How do I store a TfidfVectorizer for future use in scikit-learn?

。_饼干妹妹 提交于 2019-11-28 06:57:36

You can simply use the built in pickle lib:

pickle.dump(vectorizer, open("vectorizer.pickle", "wb"))
pickle.dump(selector, open("selector.pickle", "wb"))

and load it with:

vectorizer = pickle.load(open("vectorizer.pickle"), "rb"))
selector = pickle.load(open("selector.pickle"), "rb"))

Pickle will serialize the objects to disk and load them in memory again when you need it

pickle lib docs

"Making an object persistent" basically means that you're going to dump the binary code stored in memory that represents the object in a file on the hard-drive, so that later on in your program or in any other program the object can be reloaded from the file in the hard drive into memory.

Either scikit-learn included joblib or the stdlib pickle and cPickle would do the job. I tend to prefer cPickle because it is significantly faster.

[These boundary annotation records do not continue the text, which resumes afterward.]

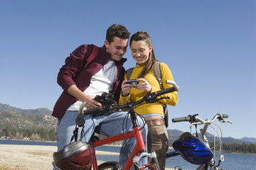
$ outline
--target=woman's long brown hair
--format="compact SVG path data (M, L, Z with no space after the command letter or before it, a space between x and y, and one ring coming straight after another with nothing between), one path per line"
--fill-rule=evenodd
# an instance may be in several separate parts
M130 41L129 41L129 45L131 47L131 44L132 41L139 41L143 40L146 42L146 44L149 47L151 43L151 38L149 37L149 35L146 31L139 31L134 33L132 35ZM153 68L153 66L156 61L154 50L152 49L151 52L149 54L149 60L146 61L145 67L143 69L141 74L139 75L138 78L143 78L144 76L148 74L148 72Z

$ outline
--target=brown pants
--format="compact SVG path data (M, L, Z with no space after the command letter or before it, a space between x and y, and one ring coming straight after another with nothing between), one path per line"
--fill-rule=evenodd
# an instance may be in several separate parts
M149 128L147 136L149 152L154 151L156 154L161 170L164 170L166 154L169 148L168 133L164 125L153 125ZM151 160L149 160L150 162Z

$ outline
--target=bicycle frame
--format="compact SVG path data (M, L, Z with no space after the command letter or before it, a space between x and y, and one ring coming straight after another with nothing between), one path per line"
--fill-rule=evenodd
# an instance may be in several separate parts
M96 147L102 146L102 145L104 145L106 144L109 144L109 143L112 143L112 142L117 142L117 141L120 141L120 140L124 140L126 139L129 139L129 138L135 137L137 144L132 152L132 157L134 156L139 157L138 159L137 159L139 161L141 157L142 157L143 156L145 156L146 153L144 153L142 152L146 151L146 147L144 143L140 127L139 126L139 125L137 123L135 113L132 113L132 112L131 113L131 118L132 118L132 121L133 123L133 131L129 131L129 132L125 132L125 134L120 134L120 135L118 135L116 136L113 136L113 137L107 137L107 138L105 138L105 139L103 139L101 140L95 141L93 142L94 146ZM140 154L141 154L141 157L139 157ZM132 157L131 155L129 156L127 163L125 164L124 167L123 168L124 170L128 170L128 169L132 169L132 166L134 165ZM93 167L94 170L98 169L96 157L95 158L94 162L92 164L92 167Z
M145 144L144 142L144 140L142 137L142 132L140 130L140 127L138 124L138 121L137 119L137 116L135 115L135 112L132 108L134 106L141 104L144 101L146 102L145 103L146 103L146 102L149 103L149 101L156 102L159 100L161 100L161 98L156 98L157 96L159 96L164 94L171 93L172 91L178 91L178 86L176 84L176 83L174 81L166 80L166 84L172 84L174 86L166 89L163 89L163 90L159 91L154 92L149 95L146 95L143 98L140 99L139 101L138 101L137 102L134 102L132 103L127 103L127 106L126 107L128 107L128 108L125 108L125 106L124 107L124 106L115 106L117 107L115 108L128 109L128 113L129 113L131 115L131 119L132 119L132 125L133 125L133 131L127 132L124 134L118 135L116 135L114 137L108 137L108 138L106 138L104 140L98 140L98 141L95 141L93 142L94 146L96 147L101 146L103 144L109 144L109 143L112 143L112 142L117 142L117 141L120 141L120 140L124 140L125 139L129 139L129 138L135 137L137 144L135 144L135 147L133 148L132 154L129 156L127 162L126 162L126 164L124 165L124 167L123 168L124 170L131 169L132 168L132 166L134 166L134 166L139 166L139 165L137 164L137 163L139 163L139 160L142 157L148 157L152 158L154 164L144 164L142 166L139 166L139 169L143 170L144 169L145 169L146 167L150 167L151 169L159 169L156 153L154 152L153 152L151 153L146 152L146 147L145 147ZM86 102L84 102L81 104L80 109L78 110L78 115L82 115L82 116L84 115L82 108L85 106L85 105L86 105ZM110 106L108 106L108 107L110 107L110 108L111 107L112 107L112 109L113 109L114 106L113 106L113 105L110 105ZM90 109L90 110L87 110L87 114L98 113L99 111L100 111L100 109L99 108L95 108ZM106 108L106 109L107 109L107 108ZM81 123L81 122L80 122L80 120L78 120L79 123ZM83 124L83 123L82 123L82 124ZM93 162L92 167L93 167L94 170L98 170L96 157L95 158L95 160Z

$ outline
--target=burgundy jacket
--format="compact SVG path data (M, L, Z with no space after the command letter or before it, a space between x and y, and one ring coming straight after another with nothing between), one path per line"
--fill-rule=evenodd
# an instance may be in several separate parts
M52 114L58 120L62 118L66 109L78 101L76 98L68 94L68 89L75 84L79 89L84 91L89 86L92 76L100 71L110 57L110 53L106 52L104 45L100 47L97 57L85 69L87 59L94 47L95 46L93 45L80 45L66 58L65 65L60 69L57 82L64 91L58 99ZM126 60L126 58L122 58L121 61L116 62L117 78L114 84L113 91L111 92L114 94L117 101L121 92L122 81L125 72L123 64Z

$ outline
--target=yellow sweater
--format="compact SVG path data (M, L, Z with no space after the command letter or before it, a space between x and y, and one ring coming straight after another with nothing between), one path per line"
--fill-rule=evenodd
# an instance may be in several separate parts
M130 79L137 79L139 74L142 72L144 65L142 66L138 64L136 64L136 67L132 70L132 73L131 74ZM171 70L168 67L168 66L164 63L160 64L161 72L162 74L162 80L163 80L163 86L164 89L171 87L172 85L166 84L166 80L172 80L174 81L174 78ZM127 75L124 76L124 79L127 79ZM154 75L153 69L150 70L149 72L144 77L151 86L151 93L154 91L157 91L161 90L160 85L159 81L156 80ZM144 91L138 90L135 88L132 88L131 93L129 96L124 97L120 95L119 104L124 105L128 103L129 101L137 101L140 100L142 98L145 96L149 93L146 93ZM156 103L148 103L140 106L134 109L135 112L141 114L141 115L146 115L150 113L159 113L164 115L164 110L162 103L166 103L168 105L176 106L178 102L178 94L177 92L174 91L172 93L169 93L167 94L164 94L161 96L168 96L170 99L161 99Z

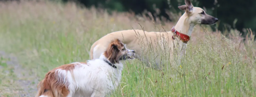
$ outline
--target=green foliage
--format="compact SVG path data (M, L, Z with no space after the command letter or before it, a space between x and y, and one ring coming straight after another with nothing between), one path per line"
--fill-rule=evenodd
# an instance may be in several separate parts
M230 30L231 28L237 28L242 31L243 28L250 28L253 31L256 31L256 26L254 26L256 22L256 13L252 12L256 9L256 1L191 1L194 6L204 7L207 11L208 14L219 19L220 21L219 26L215 27L215 28L222 31L227 29ZM161 12L153 17L163 16L171 20L165 13L165 10L177 12L181 12L178 6L185 4L183 0L78 0L78 1L89 7L95 5L98 7L112 10L128 11L131 10L138 14L141 14L144 10L147 10L153 14L157 13L155 7L158 8ZM101 5L98 6L99 4ZM236 19L238 21L235 27L234 27L233 22ZM242 31L243 34L245 32Z
M78 8L73 4L33 1L1 3L4 6L0 9L0 41L4 42L0 48L15 55L21 66L14 70L11 65L0 68L0 89L5 92L1 96L18 97L13 93L27 87L14 84L25 78L13 76L21 73L15 72L17 69L25 74L32 72L28 76L41 80L57 66L89 60L91 44L106 34L131 27L141 29L133 22L139 23L146 31L164 31L155 26L161 28L160 23L155 25L146 18L115 12L110 15L104 10ZM154 23L164 23L166 31L175 24L158 20ZM230 34L227 37L212 33L209 26L198 25L194 29L181 66L177 66L177 60L163 60L165 69L158 71L137 60L127 61L122 82L110 96L255 96L256 44L251 31L248 29L243 41L239 32L232 29L226 31ZM167 57L170 54L159 52ZM5 60L1 60L1 66ZM30 86L36 89L38 82Z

Using ipython's %timeit command:

>>> from sklearn.feature_extraction.text import TfidfVectorizer as TFIDF
>>> t = TFIDF()
>>> t.fit_transform(['hello world'], ['this is a test'])

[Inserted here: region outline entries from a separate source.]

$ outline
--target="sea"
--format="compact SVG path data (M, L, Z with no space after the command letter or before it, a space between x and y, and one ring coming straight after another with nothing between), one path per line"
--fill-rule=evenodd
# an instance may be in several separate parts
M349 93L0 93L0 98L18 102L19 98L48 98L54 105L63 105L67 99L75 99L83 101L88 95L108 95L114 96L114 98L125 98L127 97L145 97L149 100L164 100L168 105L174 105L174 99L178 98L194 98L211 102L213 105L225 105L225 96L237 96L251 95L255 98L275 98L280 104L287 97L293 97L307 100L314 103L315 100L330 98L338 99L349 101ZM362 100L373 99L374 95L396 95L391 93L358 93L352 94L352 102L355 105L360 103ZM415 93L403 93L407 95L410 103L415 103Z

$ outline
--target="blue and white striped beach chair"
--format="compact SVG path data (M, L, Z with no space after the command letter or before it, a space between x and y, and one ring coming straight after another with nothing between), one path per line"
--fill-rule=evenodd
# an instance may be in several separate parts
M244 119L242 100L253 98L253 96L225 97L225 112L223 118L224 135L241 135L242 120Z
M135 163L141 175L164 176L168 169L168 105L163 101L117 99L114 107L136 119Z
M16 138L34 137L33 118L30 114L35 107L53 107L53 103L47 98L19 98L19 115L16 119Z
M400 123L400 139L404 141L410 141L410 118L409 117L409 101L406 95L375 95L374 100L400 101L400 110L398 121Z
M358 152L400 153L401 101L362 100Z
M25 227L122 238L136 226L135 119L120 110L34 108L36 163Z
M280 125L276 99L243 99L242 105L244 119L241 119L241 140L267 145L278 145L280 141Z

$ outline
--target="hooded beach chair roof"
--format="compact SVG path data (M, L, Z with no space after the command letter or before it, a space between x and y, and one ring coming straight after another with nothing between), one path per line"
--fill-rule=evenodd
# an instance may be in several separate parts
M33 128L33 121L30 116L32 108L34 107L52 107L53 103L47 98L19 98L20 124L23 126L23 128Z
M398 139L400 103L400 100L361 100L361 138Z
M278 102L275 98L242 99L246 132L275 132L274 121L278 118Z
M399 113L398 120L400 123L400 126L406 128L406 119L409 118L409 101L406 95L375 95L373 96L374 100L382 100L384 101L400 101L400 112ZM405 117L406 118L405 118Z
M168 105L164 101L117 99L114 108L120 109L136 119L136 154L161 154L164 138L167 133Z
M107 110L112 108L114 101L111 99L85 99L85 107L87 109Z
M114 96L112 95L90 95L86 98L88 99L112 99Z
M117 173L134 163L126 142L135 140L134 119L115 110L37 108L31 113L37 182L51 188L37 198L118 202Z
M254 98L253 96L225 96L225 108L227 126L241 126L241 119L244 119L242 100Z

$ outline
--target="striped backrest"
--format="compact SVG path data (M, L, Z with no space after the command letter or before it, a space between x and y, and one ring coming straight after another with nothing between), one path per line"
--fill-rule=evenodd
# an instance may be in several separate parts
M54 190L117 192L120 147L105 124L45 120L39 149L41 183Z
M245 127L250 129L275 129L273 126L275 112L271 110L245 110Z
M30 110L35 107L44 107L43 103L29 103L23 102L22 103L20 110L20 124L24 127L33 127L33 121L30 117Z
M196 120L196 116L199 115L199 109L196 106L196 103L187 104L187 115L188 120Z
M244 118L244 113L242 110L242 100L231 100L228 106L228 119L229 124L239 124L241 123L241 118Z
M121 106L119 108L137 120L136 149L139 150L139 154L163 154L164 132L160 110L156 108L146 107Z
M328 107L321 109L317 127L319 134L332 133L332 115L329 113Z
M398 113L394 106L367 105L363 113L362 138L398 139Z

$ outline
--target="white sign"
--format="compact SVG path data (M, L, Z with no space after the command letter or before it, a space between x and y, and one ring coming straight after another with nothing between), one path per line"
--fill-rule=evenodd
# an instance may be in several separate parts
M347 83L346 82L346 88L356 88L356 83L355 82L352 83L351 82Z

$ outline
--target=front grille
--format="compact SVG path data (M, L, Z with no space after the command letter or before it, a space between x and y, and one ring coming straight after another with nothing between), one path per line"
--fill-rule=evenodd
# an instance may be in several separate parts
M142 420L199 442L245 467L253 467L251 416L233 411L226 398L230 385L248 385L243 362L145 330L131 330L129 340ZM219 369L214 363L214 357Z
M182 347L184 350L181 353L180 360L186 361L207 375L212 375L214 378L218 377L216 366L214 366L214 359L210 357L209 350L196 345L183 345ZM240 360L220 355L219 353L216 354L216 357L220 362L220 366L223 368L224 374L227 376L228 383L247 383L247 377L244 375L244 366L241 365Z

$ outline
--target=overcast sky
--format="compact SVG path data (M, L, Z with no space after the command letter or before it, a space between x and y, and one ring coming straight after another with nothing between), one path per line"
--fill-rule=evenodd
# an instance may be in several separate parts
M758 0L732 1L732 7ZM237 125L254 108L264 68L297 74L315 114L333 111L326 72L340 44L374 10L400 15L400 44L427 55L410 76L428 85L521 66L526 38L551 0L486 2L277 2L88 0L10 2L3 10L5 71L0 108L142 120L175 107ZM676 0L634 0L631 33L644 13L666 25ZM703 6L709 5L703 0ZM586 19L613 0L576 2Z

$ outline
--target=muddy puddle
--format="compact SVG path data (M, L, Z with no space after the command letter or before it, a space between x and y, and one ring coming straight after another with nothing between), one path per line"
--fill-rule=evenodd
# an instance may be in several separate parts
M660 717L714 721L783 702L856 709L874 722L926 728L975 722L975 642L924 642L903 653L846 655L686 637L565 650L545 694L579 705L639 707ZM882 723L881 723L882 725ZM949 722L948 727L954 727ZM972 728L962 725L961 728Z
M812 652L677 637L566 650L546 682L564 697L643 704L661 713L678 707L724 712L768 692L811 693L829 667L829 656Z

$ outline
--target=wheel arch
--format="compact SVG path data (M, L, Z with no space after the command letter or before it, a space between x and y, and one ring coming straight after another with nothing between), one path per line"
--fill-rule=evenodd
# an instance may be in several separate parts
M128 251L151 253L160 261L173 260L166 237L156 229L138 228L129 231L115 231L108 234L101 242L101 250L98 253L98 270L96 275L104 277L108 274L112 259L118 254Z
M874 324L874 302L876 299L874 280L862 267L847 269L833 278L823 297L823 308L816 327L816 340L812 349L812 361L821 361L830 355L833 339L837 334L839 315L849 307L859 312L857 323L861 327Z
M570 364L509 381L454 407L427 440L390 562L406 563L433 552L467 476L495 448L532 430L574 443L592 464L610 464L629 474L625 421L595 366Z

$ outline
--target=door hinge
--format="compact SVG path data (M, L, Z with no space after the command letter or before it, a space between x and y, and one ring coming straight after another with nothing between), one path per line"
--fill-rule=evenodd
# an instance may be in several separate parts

# generic serializer - deserializer test
>>> def dump_load_test(tfidf, serializer):
...:    with open('vectorizer.bin', 'w') as f:
...:        serializer.dump(tfidf, f)
...:    with open('vectorizer.bin', 'r') as f:
...:        return serializer.load(f)

# joblib has a slightly different interface
>>> def joblib_test(tfidf):
...:    joblib.dump(tfidf, 'tfidf.bin')
...:    return joblib.load('tfidf.bin')

# Now, time it!
>>> %timeit joblib_test(t)
100 loops, best of 3: 3.09 ms per loop

>>> %timeit dump_load_test(t, pickle)
100 loops, best of 3: 2.16 ms per loop

>>> %timeit dump_load_test(t, cPickle)
1000 loops, best of 3: 879 µs per loop

Now if you want to store multiple objects in a single file, you can easily create a data structure to store them, then dump the data structure itself. This will work with tuple, list or dict. From the example of your question:

# train
vectorizer = TfidfVectorizer()
X_train = vectorizer.fit_transform(corpus)
selector = SelectKBest(chi2, k = 5000 )
X_train_sel = selector.fit_transform(X_train, y_train)

# dump as a dict
data_struct = {'vectorizer': vectorizer, 'selector': selector}
# use the 'with' keyword to automatically close the file after the dump
with open('storage.bin', 'wb') as f: 
    cPickle.dump(data_struct, f)

Later or in another program, the following statements will bring back the data structure in your program's memory:

# reload
with open('storage.bin', 'rb') as f:
    data_struct = cPickle.load(f)
    vectorizer, selector = data_struct['vectorizer'], data_struct['selector']

# do stuff...
vectors = vectorizer.transform(...)
vec_sel = selector.transform(vectors)

Here is my answer using joblib:

joblib.dump(vectorizer, 'vectroizer.pkl')
joblib.dump(selector, 'selector.pkl')

Later, I can load it and ready to go:

vectorizer = joblib.load('vectorizer.pkl')
selector = joblib.load('selector.pkl')

test = selector.trasnform(vectorizer.transform(['this is test']))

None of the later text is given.